Eddie Huang’s New Docuseries to Focus on Immigrant-Owned Kitchens

When Fresh Off the Boat premiered on ABC in February 2015, Eddie Huang should have been ecstatic. The sitcom about a Taiwanese family pursuing the American dream in Florida is based on his memoir of the same name, and it immediately garnered favorable reviews and a strong viewer following. But Huang, who initially served as creator, producer, and narrator for the show, soon found himself disillusioned with how the network presented his story to a broad American audience. In a series of interviews, he expressed frustration that the unique immigrant experience detailed in his memoir wasn’t adequately translated for television, even stating in an interview with NPR that “the studio and network are not on a mission to represent [AsianAmericans].” By the time season two of Fresh Off the Boat premiered in September 2015, Huang had distanced himself from the show to focus on other projects. Now he is at the helm of a new docuseries, and he’s hopeful that this latest endeavor will present a more authentic view of the immigrant experience.

Cash Only, a travel series hosted and co-produced by Huang, focuses on immigrant owned kitchens around the world and presents food as a source of universal connection. Huang, who is a first-generation TaiwaneseAmerican and worked as a chef and restauranteur before penning his memoir, is excited about the show because it represents several facets of his experience as the child of immigrants. In an interview with Variety earlier this year, Huang mused that “[food] is the language that, despite where you’re from or what your politics are, you can put it in your mouth and you can understand it.” And viewers can expect an authentic examination of cuisine from other cultures. Cash Only, Huang explained, is “not like a performative chef-driven farm-to-table thing, it’s like I’m serving my kids pigs ears tonight. It’s a food of necessity … through that struggle, I think you get some of the best bites you’re ever going to have.”

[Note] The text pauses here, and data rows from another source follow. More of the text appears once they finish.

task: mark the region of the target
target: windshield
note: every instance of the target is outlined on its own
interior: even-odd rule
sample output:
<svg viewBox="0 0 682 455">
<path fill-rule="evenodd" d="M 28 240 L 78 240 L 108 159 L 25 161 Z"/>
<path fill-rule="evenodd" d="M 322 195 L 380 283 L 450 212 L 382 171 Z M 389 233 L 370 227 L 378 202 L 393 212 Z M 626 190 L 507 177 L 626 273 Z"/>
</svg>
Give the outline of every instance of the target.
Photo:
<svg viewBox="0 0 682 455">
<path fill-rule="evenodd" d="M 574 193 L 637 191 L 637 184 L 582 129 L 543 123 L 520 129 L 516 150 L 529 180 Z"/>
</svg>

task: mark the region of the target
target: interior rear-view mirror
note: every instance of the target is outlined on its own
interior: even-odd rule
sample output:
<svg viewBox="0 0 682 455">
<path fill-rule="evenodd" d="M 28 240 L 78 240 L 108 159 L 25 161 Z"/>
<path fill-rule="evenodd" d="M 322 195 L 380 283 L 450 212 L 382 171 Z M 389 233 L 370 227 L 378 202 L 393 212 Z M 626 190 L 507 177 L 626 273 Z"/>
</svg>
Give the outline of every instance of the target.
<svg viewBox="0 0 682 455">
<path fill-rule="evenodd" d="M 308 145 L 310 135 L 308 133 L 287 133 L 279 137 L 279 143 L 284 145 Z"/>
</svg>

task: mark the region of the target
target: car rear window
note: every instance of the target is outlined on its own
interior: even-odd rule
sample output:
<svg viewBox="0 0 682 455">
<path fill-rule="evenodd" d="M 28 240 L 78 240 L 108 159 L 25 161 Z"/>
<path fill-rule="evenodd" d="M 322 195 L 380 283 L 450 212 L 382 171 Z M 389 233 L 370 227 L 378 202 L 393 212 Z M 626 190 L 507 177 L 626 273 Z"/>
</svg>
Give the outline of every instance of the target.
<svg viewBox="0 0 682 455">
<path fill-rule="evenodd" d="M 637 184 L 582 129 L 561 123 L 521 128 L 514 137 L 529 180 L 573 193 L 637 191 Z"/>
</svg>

In developing Cash Only, Huang insisted that the show explore the food of global immigrant communities. “We’re not just going to focus it on America, we’re gonna go to Russia. In Russia, the working class is primarily from the Central Asian countries. … in Sicily, there’s a lot of North Africans. When you start to see people of different ethnicity that are immigrants doing those working class jobs in other countries, you’ll be able to see a reflection of them and maybe it will move you regarding your American politics.” But while Huang hopes his show will promote inclusive attitudes towards immigrants, his main focus will still be food. On Cash Only, Huang interviews his subjects about their cultural cuisine with the relaxed, unbiased attitude pioneered by other celebrity chefs like Andrew Zimmern and the late Anthony Bourdain. This was a conscious choice, he explained, to present immigrant food not as an exotic oddity, but as a way to gather families around a table regardless of what country they happen to be dining in. After all, said Huang, “It’s just somebody’s luck when it comes to the country they’re born into. If we stop being afraid of being ourselves, I think we will all start to understand each other a lot more.” [See Eddie Huang Uses Food to Tackle Immigration, Representation in ‘Cash Only’ by Ellis Clopton, Variety, 28.Jun.2018.]